There are two problems with Wall Street research: it is often terribly biased
and almost always difficult to decipher. Words on Wall Street mean
something different than they do on Main Street. Only on Wall Street could
a highly paid professional make an 'aggressive hold' recommendation on a
stock. Only on Wall Street could only 2 or 3 percent of the stocks under
coverage receive a 'sell' recommendation. And only on Wall Street, it
seems, could the 'solution' to this problem actually add to the problem.
Because many Wall Street brokerage firms make a substantial portion of their
money selling investment banking services or executing client transactions, the
research reports they produce are often criticized for merely supporting those
two goals. Why would a firm produce a negative report on a company for
which the broker would like to raise money in a secondary offering or handle
their next acquisition? It seems that many people on Main Street are
finally waking up to this conflict and the implications for the reports produced
by these firms.
The Securities and Exchange Commission recently warned individual investors
not to rely solely on analysts' research reports when deciding whether or not to
buy a stock. If you are paying your broker for the value of her research,
what value is it if you can't use it to make your decision?
The financial news network, CNBC, has started trying to force analysts to
translate their doublespeak into real American English. During the daily
barrage of analyst interviews, every time an analyst gives a rating on a stock,
the network commentator will ask for an interpretation. 'We have an
'Accumulate' rating on the stock,' an analyst might say. To which the
network host will reply, 'just exactly what does that mean? Should our
viewers buy, sell or hold the stock?' This simple question will result in
a 60 second gibberish meandering about near-term this and intermediate-term that
and moderate or conservative investment postures. The recommendations
often have no practical value. But these exchanges make for entertaining
When we buy a stock for Moon Capital Management clients, our money goes into
that stock, too. My money is invested identically to our clients.
Seems to make sense to me; when I go home at night and think about my money, I
am thinking about my clients' as well. In an effort to "further ensure the
objectivity and independence of its research," one Wall Street firm announced
this week that its analysts are now prohibited from buying stock in any of the
companies they research. Presumably, this removes the risk that an analyst
might sell his shares while still maintaining a 'conservative intermediate-term
moderate hold' recommendation on a stock. To me, it seems a better policy
would be to force an analyst to invest his money identically to his investment
recommendations and at the same time. If an analyst covers a stock and
refused to own it, he should have to put a 'sell' recommendation on it. It
might make for more clear research reports.

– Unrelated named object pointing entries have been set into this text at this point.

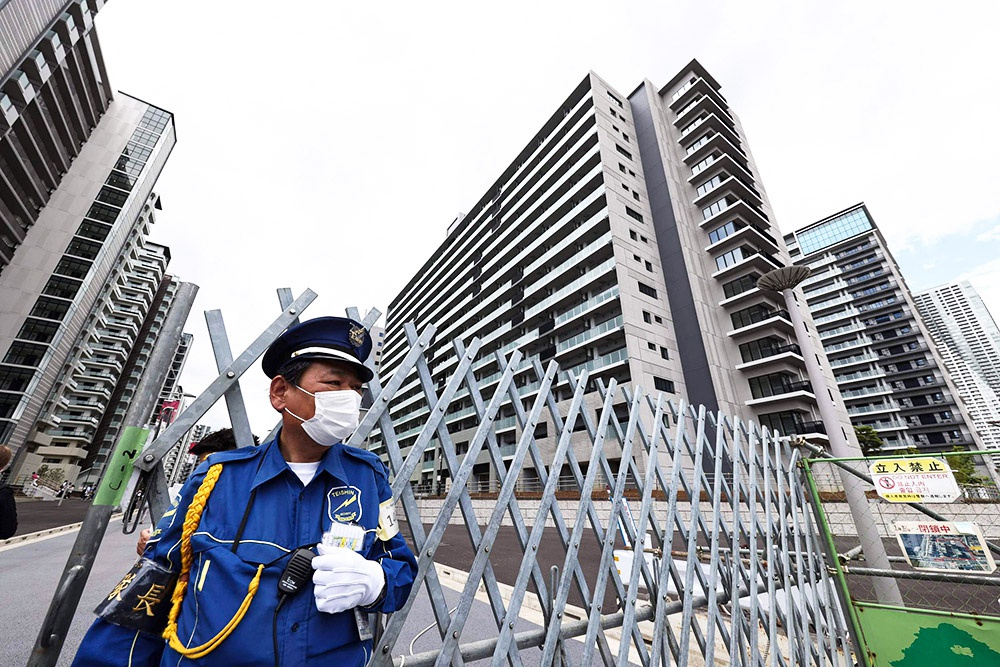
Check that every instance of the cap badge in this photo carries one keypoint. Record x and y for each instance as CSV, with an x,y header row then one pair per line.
x,y
357,336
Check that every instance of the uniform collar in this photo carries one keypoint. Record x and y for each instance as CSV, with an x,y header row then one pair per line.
x,y
273,464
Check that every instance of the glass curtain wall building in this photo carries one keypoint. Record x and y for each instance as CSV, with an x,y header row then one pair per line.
x,y
626,239
53,92
886,366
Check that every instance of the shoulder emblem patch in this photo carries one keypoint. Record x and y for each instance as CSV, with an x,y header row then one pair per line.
x,y
343,504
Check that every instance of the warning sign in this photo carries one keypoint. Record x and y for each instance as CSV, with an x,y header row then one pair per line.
x,y
915,480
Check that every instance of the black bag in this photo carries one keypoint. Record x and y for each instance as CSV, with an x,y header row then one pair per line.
x,y
141,600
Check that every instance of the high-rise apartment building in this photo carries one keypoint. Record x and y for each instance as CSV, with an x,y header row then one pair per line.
x,y
626,239
178,463
76,204
149,277
968,340
886,366
172,389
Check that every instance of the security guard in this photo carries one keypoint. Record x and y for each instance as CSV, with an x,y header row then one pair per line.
x,y
236,533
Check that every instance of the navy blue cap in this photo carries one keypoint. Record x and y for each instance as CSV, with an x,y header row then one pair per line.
x,y
339,338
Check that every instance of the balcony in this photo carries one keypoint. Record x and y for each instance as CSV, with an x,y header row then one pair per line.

The professional organization for analysts, the Association for Investment
management and Research, announced a plan to solicit comments and produce a
report outlining the problem of conflicts and (ideally) clarity of research
reports. Hopefully, the results will be thorough, client-oriented and
David Moon is president of Moon Capital Management, a
Knoxville-based investment management firm. This article
originally appeared in the News Sentinel (Knoxville, TN).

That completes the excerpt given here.